My mother got Xiao-her in in December 1972, against almost impossible odds, as my father had not been cleared.

 

Xiao-her was assigned to an air force college in northern China, and after three months' basic training became a radio operator.  He worked five hours a day, in a supremely leisurely manner, and spent the rest of the time in 'political studies' and producing food.

 

In the 'studies' sessions everyone claimed they had joined the armed forces 'to follow the Party's command, to protect the people, to safeguard the motherland."  But there were more pertinent reasons. The young men from the cities wanted to avoid being sent to the countryside, and those from the country hoped to use the army as a springboard to leap into the city.  For peasants from poor areas, being in the armed forces meant at least a better filled stomach.

 

As the 1970s unfolded, joining the Party, like joining the army, became increasingly unrelated to ideological commitment.  Everyone said in their applications that the Party was 'great, glorious, and correct," and that 'to join the Party means to devote my life to the most splendid cause of mankind the liberation of the world proletariat."

 

But for most the real reason was personal advantage.  This was the obligatory step to becoming an officer; and when an officer was discharged he automatically became a 'state official," with a secure salary, prestige, and power, not to mention a city registration.  A private had to go back to his village and become a peasant again. Every year before discharge time there would be stories of suicides, breakdowns, and depressions.

 

One evening Xiao-her was sitting with about a thousand soldiers and officers, and the officers' families, watching an open-air movie.

 

Suddenly submachine-gun fire crackled out, followed by a huge explosion.  The audience scattered, screaming.

 

The shots came from a guard who was about to be discharged and sent back to his village, having failed to get into the Party and thus to be promoted to officer grade.

 

First he shot dead the commissar of his company, whom he held responsible for blocking his promotion, and then he fired at random into the crowd, tossing a hand grenade.

 

Five more people were killed, all women and children from officers' families.  Over a dozen were wounded.  He then fled into a residential block, where he was besieged by fellow soldiers, who shouted at him through megaphones to surrender.  But the moment the guard fired out of the window, they broke and ran, to the amusement of the hundreds of excited onlookers.  Finally, a special unit arrived.  After a fierce exchange of fire, they broke into the apartment and found the guard had committed suicide.

 

Like everyone else around him, Xiao-her wanted to get into the Party.

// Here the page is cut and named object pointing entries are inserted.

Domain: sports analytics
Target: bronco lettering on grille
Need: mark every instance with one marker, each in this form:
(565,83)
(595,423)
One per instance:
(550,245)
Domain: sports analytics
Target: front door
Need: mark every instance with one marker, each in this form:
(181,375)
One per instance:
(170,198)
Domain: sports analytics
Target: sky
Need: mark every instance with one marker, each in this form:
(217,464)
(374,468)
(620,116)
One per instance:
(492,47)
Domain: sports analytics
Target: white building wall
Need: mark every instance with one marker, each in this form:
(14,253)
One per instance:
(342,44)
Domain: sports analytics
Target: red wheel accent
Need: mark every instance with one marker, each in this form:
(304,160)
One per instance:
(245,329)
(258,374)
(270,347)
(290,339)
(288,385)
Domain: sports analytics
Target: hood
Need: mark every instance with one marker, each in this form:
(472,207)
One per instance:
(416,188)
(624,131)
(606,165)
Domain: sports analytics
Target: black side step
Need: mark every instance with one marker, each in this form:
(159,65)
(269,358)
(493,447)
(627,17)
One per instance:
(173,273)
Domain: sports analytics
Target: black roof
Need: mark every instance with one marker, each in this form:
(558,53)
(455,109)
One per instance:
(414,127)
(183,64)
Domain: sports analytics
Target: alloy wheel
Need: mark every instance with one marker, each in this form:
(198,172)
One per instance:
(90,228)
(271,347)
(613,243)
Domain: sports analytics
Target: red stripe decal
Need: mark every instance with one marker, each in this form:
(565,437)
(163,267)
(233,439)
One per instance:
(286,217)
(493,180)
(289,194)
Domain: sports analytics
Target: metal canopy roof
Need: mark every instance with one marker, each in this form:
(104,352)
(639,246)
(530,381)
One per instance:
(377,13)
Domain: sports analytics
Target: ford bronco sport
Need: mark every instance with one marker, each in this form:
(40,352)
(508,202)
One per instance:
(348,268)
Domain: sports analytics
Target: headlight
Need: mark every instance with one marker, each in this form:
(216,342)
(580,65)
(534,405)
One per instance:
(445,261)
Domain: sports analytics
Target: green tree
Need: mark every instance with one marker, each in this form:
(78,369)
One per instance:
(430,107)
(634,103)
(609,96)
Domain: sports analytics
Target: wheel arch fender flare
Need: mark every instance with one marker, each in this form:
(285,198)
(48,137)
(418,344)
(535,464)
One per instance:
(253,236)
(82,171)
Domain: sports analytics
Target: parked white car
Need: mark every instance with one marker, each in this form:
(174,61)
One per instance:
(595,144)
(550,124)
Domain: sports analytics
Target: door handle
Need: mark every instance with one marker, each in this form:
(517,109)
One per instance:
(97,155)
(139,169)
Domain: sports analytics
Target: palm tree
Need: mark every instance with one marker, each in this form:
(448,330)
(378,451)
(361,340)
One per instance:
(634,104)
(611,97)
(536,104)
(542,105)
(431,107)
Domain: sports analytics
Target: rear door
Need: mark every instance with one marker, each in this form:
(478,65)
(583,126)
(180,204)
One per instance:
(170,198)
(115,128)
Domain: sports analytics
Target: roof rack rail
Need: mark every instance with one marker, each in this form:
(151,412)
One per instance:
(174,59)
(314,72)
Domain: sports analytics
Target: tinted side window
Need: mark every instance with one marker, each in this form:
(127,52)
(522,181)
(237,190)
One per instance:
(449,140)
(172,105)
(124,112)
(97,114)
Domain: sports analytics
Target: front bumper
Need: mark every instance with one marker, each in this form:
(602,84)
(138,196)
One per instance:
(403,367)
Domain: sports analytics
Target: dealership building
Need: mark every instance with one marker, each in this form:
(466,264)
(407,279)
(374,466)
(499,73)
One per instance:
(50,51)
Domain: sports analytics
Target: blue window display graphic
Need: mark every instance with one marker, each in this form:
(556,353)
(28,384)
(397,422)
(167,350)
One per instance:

It was not such a matter of life and death for him as for the peasant soldiers, since he knew he would not have to go to the countryside after his military career.

 

The rule was that you went back to where you came from, so he would automatically be given a job in Chengdu whether he was a Party member or not.  But the job would be better if he was a Party member.  He would also have more access to information, which was important to him, since China at the time was an intellectual desert, with almost nothing to read apart from the crudest propaganda.

 

Besides these practical considerations, fear was never absent.  For many people, joining the Party was rather like taking out an insurance policy.  Party membership meant you were less distrusted, and this sense of relative security was very comforting.  What was more, in an extremely political environment like the one Xiao-her was in, if he did not want to join the Party it would be noted in his personal file and suspicion would follow him: "Why does he not want to join the Party?" To apply and not be accepted was also likely to give rise to suspicion: "Why was he not accepted?  There must be something wrong with him."